Джесс обнимает нас с Эшем, и мы будто становимся одним целым.
– Когда мама умерла, – говорит она, – я не плакала. Ни разу. У меня были смешанные чувства. Я думала, что давно преодолела все обиды. И смирилась с твоим отъездом из Нью-Йорка. А потом меня снова накрыло. Иногда я ее ненавижу. Да, она о тебе заботилась; благодаря ей ты стала той, кто ты есть. Если бы она не взяла твое воспитание на себя, я никогда не смогла бы добиться того, чего добилась. Но она не позволила мне быть твоей матерью, и это все перевешивает. Не уверена, что смогу ее когда-либо простить.

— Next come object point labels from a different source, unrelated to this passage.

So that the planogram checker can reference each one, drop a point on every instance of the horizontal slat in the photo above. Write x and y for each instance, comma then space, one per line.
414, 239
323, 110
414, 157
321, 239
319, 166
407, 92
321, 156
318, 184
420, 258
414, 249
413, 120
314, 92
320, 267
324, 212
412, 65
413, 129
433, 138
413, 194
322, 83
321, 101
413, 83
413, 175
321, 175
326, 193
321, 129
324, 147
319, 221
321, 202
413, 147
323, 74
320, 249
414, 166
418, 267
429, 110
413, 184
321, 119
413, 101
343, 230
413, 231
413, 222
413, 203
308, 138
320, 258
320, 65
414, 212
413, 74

– Джесс, – немного отстранившись, я заглядываю ей прямо в глаза, – я стала такой, какая есть, в том числе благодаря тебе! Я ведь переехала в Нью-Йорк не потому, что ты там жила, а потому, что ты показала мне путь. Моя целеустремленность, мои амбиции – это все ты.
Джесс пристально смотрит на меня своими турмалиновыми глазами; она хочет мне верить. А потом спрашивает, можно ли подержать Эша. Тебе не нужно просить разрешения, говорю я; тогда она берет его на руки, и он расплывается в улыбке.
– Пойдем, Стиви, покажем Эшу барашков.
Когда я принимаю приглашение, Джесс преображается на глазах: лицо ее сияет улыбкой, кожа разглаживается, словно холст средневекового портрета после реставрации.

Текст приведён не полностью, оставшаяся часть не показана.